Il n’est guère difficile à l’héritier présomptif d’un trône de se faire bien voir de l’opinion publique, surtout quand les affaires vont mal, que le souverain auquel il doit succéder est vieux, et qu’on peut supposer chez son successeur des vues quelque peu différentes. Aussi le revirement des esprits en faveur du Duc de Bourgogne fut-il prompt à s’opérer, et ce mouvement s’étendit rapidement à toute la France. « De la Cour à Paris, dit encore Saint-Simon, et de Paris au fond de toutes les provinces, cette réputation vola avec tant de promptitude que le peu de gens anciennement attachés au Dauphin en étoient à se demander les uns aux autres s’ils pouvoient en croire ce qui leur revenoit de toutes parts.
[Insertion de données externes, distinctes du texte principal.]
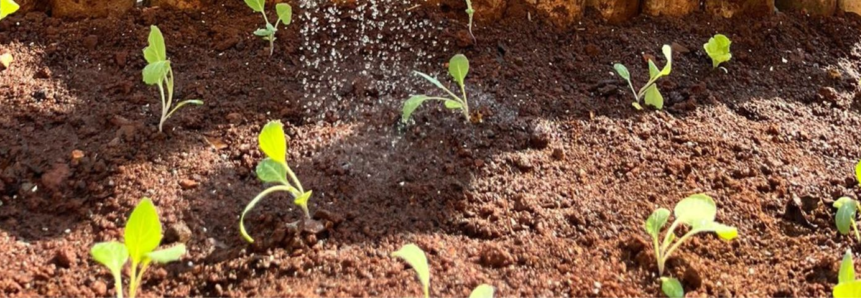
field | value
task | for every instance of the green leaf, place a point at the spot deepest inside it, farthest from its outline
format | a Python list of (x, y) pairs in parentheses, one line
[(143, 231), (111, 254), (271, 171), (430, 79), (653, 97), (848, 290), (846, 216), (256, 5), (411, 105), (718, 49), (622, 71), (156, 50), (167, 255), (458, 67), (7, 7), (482, 291), (155, 72), (847, 268), (656, 221), (285, 12), (273, 142), (453, 104), (696, 210), (414, 256), (672, 287)]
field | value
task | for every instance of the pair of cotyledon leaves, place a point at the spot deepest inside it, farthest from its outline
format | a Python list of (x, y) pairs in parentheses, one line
[(142, 235), (416, 258)]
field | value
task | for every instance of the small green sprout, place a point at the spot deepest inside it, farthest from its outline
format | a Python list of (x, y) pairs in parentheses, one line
[(845, 218), (458, 67), (274, 169), (8, 7), (142, 236), (649, 92), (416, 258), (158, 72), (698, 212), (672, 287), (847, 286), (718, 49), (285, 14), (470, 11)]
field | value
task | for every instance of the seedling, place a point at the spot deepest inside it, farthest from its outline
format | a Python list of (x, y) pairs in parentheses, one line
[(458, 67), (8, 7), (845, 218), (847, 286), (470, 12), (672, 287), (285, 14), (649, 92), (416, 258), (274, 169), (142, 236), (697, 212), (718, 49), (158, 72)]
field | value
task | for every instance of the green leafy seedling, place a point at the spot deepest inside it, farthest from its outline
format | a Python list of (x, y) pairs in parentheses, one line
[(672, 287), (416, 258), (285, 15), (158, 72), (142, 236), (718, 49), (845, 219), (470, 11), (847, 286), (8, 7), (274, 169), (649, 93), (458, 67), (697, 212)]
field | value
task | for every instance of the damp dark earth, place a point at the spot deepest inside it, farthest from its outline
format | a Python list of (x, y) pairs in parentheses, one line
[(543, 192)]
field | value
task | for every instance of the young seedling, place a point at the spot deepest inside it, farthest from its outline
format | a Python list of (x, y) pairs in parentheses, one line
[(8, 7), (274, 169), (847, 286), (416, 258), (697, 212), (718, 49), (142, 236), (458, 67), (649, 92), (470, 12), (285, 14), (158, 72), (845, 218)]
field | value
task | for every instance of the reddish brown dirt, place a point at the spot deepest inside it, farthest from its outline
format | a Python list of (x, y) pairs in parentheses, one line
[(545, 198)]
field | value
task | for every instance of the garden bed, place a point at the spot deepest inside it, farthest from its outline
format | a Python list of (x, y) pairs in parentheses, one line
[(546, 197)]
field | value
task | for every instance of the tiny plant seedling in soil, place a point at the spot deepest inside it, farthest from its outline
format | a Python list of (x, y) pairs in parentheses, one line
[(142, 236), (718, 49), (458, 67), (416, 258), (285, 15), (274, 169), (847, 286), (649, 92), (158, 72), (697, 212)]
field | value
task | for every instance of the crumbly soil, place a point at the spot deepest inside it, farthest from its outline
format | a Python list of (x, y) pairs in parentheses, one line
[(545, 197)]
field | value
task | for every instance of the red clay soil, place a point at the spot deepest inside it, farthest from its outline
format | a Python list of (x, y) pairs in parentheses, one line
[(546, 197)]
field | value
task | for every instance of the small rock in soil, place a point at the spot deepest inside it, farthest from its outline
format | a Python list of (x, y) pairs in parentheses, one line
[(56, 177), (66, 257), (177, 232)]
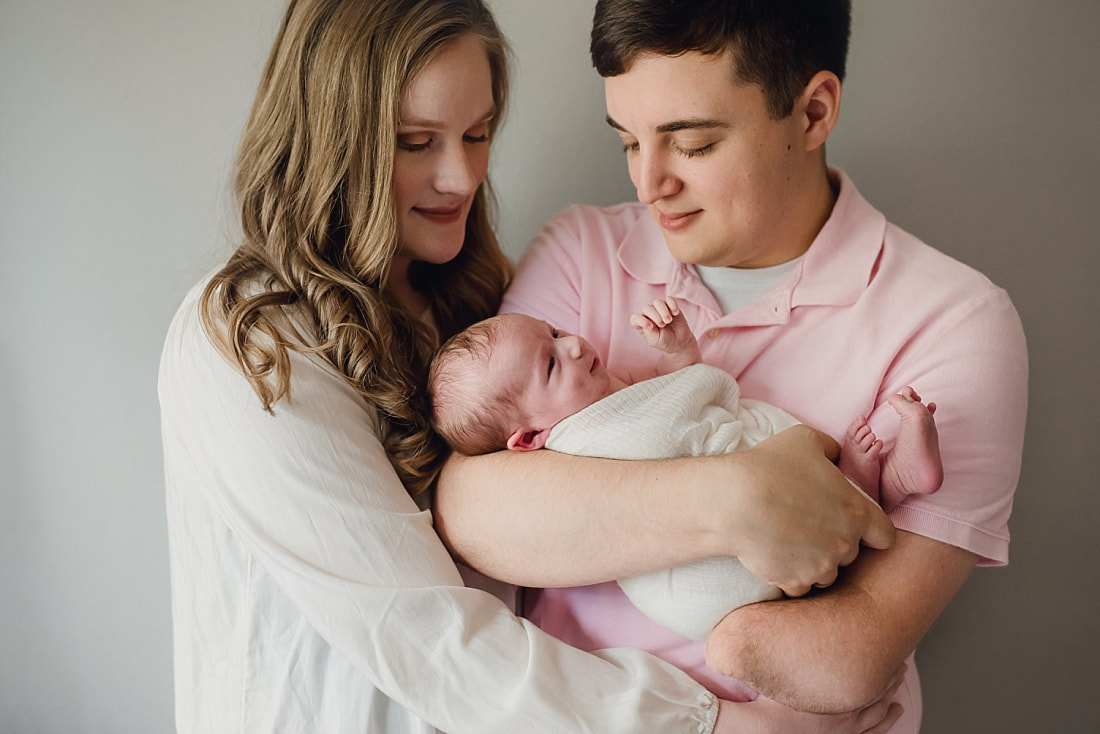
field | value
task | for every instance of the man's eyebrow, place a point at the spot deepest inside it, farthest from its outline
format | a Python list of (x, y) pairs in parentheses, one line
[(690, 123)]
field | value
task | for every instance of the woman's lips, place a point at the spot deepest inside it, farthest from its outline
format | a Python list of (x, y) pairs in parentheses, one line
[(440, 216)]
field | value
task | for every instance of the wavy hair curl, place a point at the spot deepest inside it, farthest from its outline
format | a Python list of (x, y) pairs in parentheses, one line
[(314, 182)]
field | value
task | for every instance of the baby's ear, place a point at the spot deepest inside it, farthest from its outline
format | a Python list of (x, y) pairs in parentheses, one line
[(528, 439)]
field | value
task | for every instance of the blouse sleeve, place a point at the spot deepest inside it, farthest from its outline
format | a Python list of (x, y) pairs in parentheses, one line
[(311, 495)]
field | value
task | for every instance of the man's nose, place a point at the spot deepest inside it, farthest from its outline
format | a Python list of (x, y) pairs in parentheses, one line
[(652, 177)]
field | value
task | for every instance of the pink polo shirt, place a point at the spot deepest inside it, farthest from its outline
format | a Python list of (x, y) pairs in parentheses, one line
[(868, 310)]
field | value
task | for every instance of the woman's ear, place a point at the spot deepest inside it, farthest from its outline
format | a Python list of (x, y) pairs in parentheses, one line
[(820, 107), (528, 439)]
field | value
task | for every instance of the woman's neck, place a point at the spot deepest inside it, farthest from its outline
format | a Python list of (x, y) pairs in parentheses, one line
[(400, 289)]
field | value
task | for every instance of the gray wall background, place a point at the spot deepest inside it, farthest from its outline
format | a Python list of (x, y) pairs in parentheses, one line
[(970, 123)]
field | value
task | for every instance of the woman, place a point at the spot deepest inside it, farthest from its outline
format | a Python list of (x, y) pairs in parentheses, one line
[(310, 592)]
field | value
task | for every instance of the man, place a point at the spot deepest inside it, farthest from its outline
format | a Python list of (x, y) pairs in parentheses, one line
[(812, 300)]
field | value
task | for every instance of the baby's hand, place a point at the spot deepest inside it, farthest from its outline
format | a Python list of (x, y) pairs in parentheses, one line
[(664, 328)]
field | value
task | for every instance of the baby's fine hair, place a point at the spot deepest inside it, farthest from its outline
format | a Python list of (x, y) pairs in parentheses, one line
[(472, 415)]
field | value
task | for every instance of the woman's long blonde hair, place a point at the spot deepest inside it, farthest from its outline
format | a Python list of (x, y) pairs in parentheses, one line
[(314, 182)]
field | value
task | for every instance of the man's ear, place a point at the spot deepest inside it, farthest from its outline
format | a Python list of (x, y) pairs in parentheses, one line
[(820, 107), (528, 439)]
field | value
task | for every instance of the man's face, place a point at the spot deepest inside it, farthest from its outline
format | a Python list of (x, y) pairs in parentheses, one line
[(725, 182)]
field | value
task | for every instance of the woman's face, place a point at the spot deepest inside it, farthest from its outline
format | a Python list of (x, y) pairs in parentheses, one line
[(442, 150)]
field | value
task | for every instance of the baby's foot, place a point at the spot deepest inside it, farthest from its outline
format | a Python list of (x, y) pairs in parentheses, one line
[(860, 459), (913, 466)]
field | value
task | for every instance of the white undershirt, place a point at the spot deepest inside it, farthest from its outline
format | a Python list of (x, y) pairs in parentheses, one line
[(737, 287)]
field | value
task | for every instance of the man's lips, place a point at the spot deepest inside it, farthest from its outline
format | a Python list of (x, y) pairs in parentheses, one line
[(677, 220), (440, 215)]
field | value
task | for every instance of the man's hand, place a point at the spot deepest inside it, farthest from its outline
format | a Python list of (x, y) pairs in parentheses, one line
[(801, 519)]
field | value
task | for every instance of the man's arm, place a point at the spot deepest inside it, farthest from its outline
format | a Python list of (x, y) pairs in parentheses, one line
[(542, 518), (832, 652)]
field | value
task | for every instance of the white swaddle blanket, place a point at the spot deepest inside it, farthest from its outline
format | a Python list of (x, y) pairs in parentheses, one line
[(693, 412)]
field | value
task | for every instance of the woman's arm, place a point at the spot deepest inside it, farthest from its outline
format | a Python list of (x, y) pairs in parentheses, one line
[(543, 519)]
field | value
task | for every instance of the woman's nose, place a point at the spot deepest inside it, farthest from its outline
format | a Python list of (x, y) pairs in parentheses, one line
[(457, 173)]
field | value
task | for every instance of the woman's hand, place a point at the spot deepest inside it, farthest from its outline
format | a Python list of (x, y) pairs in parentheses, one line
[(795, 518), (767, 716)]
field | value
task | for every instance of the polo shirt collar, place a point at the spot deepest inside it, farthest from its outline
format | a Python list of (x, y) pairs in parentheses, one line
[(835, 270)]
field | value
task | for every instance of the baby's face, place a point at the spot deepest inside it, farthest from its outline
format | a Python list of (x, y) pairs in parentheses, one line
[(552, 373)]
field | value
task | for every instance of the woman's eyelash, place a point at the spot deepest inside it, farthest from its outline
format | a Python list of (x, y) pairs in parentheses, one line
[(415, 148), (693, 152)]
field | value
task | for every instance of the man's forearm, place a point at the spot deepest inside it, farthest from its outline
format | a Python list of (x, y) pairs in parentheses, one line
[(542, 518), (835, 650)]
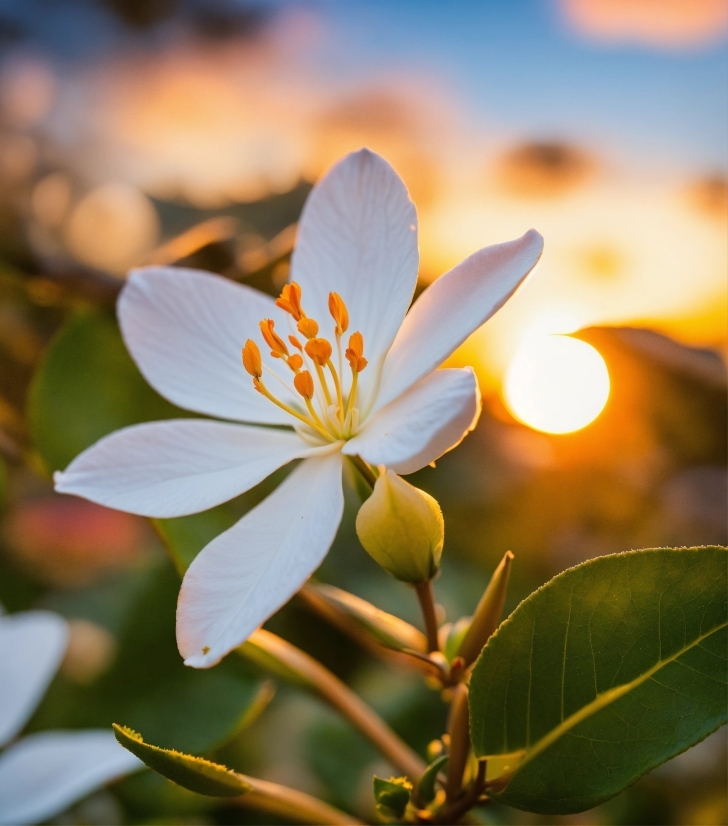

Quelque fondé que fût ce prodigieux succès, il ne faut pas croire qu’il fut dû tout entier aux merveilles du jeune prince. Deux choses y contribuèrent beaucoup : les mesures immenses et si étrangement poussées de cette cabale dont j’ai tant parlé à décrier ce prince sur toutes sortes de points, et le contraste de l’élastique à la chute du poids qui lui écrasoit les épaules, après lequel on le vit redressé, l’étonnement extrême que produisit le même contraste entre l’opinion qu’on en avoit conçue et ce qu’on ne pouvoit s’empêcher de voir, et le sentiment de joie intime de chacun, par son plus sensible intérêt, de voir poindre une aurore qui déjà s’avançoit, et qui promettoit tant d’ordre et de bonheur après une si longue confusion et tant de ténèbres[2]. »

Si la timidité, le sentiment de la malveillance dont il était l’objet de la part de son père et la crainte de porter ombrage à son grain -père avaient en effet écrasé les épaules du Duc de

  1. Lettres historiques et galantes, tome III, p. 259.
  2. Saint-Simon. Édition Chéruel de 1856, t. IX, p. 303.